Относился он к овчаркам примерно так же, как в прежние времена мужики относились к дворянам. На его совести было несколько загубленных овчарочьих душ.
— Вот так, Урагаюшко, — со вздохом закончил разговор с собакой дядя Петр, — остарели мы, видно, с тобой, уходились.
Они брели в избушку. Дядя Петр впереди, Ураган сзади. Кобель сник, опустил голову и часто присаживался выкусывать из лап напитанные кровью ледышки.
Через порог избушки он перемахнуть не мог. Перелез, будто пьяный мужик. Чувствуя, как стиснуло сердце, дядя Петр закричал:
— Какова лешева ползешь? Околевать — так околевай!
После этого дядя Петр зло рвал пилою сухостоину, колол чурки так, будто сокрушал зверя лютого. Наготовил дров столько, что хватило бы в русскую печь на неделю. Работа немного успокоила.
…В охотничьей суме, пропитанной жиром и всевозможными запахами, хранилась четвертинка водки. Дядя Петр каждую осень брал с собой четвертинку водки и распитием ее отмечал первую добычу.
Этот сезон начался с неудачи. Ну так что же? Обратно нести четвертинку? Сердито высморкавшись за печку, дядя Петр подержал в руках, как пташку, стеклянную посудину и решительно хлопнул ее по уютному донышку. Пробка шлепнулась в стенку, брызги водки шипнули на печке, и охотник мрачно крякнул. Под парами беспокойно завозился Ураган.
Суетливо ходит по окошку ветка ели, и когда в печи вспыхивают дрова, она кажется белой, а капли, текущие по стеклу, черными. Но стоит притухнуть печи, сразу светлеют капли, которыми плачет за окном черная ель.
О чем ты плачешь, ель? О чем ты плачешь?
Дядя Петр ведет молчаливый разговор с елью.

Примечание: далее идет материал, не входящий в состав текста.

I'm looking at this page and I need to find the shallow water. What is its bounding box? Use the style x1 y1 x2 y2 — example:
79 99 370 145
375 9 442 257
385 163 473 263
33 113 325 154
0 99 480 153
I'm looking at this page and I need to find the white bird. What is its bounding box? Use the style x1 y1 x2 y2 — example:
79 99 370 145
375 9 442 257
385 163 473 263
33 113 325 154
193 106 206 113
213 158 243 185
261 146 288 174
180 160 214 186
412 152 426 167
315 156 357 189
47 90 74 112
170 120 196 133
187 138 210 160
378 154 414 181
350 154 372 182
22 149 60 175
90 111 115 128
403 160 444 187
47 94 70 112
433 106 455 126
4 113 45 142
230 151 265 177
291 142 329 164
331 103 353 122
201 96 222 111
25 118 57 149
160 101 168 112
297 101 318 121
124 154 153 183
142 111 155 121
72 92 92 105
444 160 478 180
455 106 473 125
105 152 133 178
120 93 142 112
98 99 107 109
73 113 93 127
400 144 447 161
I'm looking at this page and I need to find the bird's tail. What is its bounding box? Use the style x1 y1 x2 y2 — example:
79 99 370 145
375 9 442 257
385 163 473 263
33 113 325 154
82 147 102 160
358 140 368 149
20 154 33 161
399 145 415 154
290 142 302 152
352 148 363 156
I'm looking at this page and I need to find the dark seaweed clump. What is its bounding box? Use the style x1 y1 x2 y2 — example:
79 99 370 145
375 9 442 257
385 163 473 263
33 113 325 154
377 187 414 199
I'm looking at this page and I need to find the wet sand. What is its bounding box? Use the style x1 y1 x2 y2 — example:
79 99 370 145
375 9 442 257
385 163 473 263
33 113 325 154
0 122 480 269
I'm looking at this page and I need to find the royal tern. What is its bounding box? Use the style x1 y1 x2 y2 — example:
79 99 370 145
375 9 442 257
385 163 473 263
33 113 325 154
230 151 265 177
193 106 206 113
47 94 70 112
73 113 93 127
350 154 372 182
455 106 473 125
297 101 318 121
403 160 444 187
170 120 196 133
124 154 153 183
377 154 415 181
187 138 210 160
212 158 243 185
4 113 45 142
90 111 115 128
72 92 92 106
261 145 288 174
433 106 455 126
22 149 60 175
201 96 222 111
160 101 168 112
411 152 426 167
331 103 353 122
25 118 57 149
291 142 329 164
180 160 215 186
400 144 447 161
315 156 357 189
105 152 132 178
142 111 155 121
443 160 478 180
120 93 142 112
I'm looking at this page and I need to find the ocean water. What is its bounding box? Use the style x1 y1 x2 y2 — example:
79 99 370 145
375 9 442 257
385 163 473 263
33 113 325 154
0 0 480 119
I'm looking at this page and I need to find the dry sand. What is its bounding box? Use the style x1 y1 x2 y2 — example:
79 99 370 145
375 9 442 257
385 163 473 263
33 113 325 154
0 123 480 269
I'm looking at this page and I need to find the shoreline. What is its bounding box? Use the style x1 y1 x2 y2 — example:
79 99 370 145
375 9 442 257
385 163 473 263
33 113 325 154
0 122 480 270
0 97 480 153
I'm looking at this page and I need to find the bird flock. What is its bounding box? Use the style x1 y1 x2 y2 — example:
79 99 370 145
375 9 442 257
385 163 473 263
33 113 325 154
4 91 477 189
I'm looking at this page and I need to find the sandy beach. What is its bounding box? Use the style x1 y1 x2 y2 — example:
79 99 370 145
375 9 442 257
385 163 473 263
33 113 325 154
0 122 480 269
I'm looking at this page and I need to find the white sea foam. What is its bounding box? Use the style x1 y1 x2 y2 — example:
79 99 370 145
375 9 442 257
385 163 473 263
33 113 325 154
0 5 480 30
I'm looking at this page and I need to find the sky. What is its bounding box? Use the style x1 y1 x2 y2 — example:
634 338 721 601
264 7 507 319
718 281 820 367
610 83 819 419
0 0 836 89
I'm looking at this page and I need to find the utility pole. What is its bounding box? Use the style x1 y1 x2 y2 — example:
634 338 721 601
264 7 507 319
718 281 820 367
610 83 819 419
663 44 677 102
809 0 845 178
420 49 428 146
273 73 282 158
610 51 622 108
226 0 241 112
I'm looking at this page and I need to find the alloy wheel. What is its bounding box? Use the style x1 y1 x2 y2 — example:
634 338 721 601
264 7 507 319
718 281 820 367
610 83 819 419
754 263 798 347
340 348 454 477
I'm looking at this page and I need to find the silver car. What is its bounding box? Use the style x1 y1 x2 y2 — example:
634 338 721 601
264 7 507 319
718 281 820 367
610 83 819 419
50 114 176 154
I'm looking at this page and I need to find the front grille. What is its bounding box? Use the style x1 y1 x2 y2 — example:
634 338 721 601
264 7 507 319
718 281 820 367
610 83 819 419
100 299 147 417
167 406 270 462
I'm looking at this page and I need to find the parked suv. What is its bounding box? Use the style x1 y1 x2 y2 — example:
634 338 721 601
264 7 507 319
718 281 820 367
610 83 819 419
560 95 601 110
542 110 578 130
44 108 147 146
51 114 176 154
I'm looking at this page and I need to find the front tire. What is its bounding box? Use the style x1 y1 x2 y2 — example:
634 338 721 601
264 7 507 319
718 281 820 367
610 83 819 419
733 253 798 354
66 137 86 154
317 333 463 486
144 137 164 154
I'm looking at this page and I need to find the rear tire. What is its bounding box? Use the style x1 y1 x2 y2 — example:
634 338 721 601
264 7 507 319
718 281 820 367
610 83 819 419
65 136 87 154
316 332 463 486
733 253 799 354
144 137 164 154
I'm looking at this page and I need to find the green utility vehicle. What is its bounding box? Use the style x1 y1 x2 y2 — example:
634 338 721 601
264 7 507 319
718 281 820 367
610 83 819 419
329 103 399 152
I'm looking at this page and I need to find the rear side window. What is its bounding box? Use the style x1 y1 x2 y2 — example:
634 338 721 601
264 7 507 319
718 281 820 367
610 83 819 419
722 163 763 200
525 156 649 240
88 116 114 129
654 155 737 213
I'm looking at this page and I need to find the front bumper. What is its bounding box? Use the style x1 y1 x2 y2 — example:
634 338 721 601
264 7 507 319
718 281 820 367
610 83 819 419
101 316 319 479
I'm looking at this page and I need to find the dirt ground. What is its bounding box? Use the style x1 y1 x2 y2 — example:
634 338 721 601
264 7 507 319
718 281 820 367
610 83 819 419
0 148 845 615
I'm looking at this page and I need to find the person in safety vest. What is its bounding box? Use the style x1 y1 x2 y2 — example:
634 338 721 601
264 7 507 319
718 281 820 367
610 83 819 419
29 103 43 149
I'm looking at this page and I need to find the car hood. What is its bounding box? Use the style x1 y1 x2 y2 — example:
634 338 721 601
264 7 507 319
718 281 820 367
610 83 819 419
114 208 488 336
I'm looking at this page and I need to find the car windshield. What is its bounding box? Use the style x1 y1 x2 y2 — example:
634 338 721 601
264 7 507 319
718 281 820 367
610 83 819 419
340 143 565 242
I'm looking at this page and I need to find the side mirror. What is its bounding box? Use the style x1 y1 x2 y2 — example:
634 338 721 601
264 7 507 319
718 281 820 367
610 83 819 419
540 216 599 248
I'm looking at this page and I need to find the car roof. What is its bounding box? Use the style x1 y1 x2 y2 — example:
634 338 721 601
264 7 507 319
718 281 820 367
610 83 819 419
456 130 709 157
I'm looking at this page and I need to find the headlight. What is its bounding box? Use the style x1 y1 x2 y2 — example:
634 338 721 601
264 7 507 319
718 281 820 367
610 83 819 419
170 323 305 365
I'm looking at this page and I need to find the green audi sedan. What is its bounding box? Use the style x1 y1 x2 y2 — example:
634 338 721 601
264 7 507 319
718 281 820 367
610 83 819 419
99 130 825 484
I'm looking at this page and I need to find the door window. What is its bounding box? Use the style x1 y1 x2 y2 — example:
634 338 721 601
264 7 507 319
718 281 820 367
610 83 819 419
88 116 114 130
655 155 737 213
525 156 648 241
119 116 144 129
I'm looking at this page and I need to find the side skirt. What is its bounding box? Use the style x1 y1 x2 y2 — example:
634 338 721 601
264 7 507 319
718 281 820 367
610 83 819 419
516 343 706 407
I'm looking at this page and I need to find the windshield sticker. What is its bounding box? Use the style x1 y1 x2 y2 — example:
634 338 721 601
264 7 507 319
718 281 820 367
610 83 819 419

«Ты осталась живая, елка. На тебе даже шуба замохнатилась, шишки появились. Плодиться начнешь. Глядишь, год-другой — и появятся этакие ребятенки-ельчонки вокруг тебя. Жизнь твоя будет нескончаема. Когда состаришься, опадет с ветвей хвоя и корни твои один по одному станут отпускаться от земли, однажды качнет тебя ветром, может быть слабым, и ты, видевшая на своем веку бури и ураганы, упадешь, обламывая со звоном голые сучки. Может быть, дети твои — мохнатые ребятенки — подставят свои гибкие плечи и смягчат твой удар о грудь земную?»
О чем только не переговоришь в осеннюю длиннуюпредлинную ночь!..
О чем только не передумаешь?!
Вечор ходили грудастые, непричесанные тучи. Они оседали все ниже и ниже, пока не коснулись лесистых гор мелкой, быстро тающей крупой. Потом плюхнулись на землю густым и липким снегом, а после этого высеяли мелкий белый бус — не то туман, не то дождь.
Притих, ужался лес, знобко передернул
А к утру ударит заморозок, и тогда защелкают обледенелые ветки, хрустко начнут обламываться под ветром отягченные затвердевшим снегом лапы пихтача и ельника, станет лопаться тугая кора на липах и понурится, обвиснет унылый березник.
Только елке подле избушки будет хорошо, безопасно. «Елка ты, елка! — глубоко вздыхает охотник. — Помнишь, как пришел я сюда ранней весной? Не пришел, а, прямо говоря, приполз и сыскал вот это уединённое, от глаз скрытое местечко для избушки. Раньше ставили избушки на охотничьем перепутье. Оставляли в них истоплю дров, узелок с солью, серники и сухаришки. Обязательно на перепутье, чтобы человек отдохнул, спасся от непогоды и голода. А теперь нельзя.
Иные люди (да и не люди они вовсе!) почему-то рассыпают соль, сжигают дрова, выбрасывают сухари и оправляются в избушке перед уходом, как животные. Мало того, они балуются огнем и сжигают пристанище охотников. Глянь по Уралу. Сожжены и порублены избушки на Вильве, на Яйве. на Усьве, на Койве, на Чусовой — на всех таежных реках. Остались только те избушки, что от глаз скрыты. Почто так?»
В двух верстах от этой избушки давным-давно был поселок. Здесь когда-то плавили руду каторжане, копали они ее вокруг поселка, названного нерусским словом — Куртым. От поселка осталась лишь кирпичная печь. На ней вырос ивняк и пихтач. И кладбище на бугорке осталось.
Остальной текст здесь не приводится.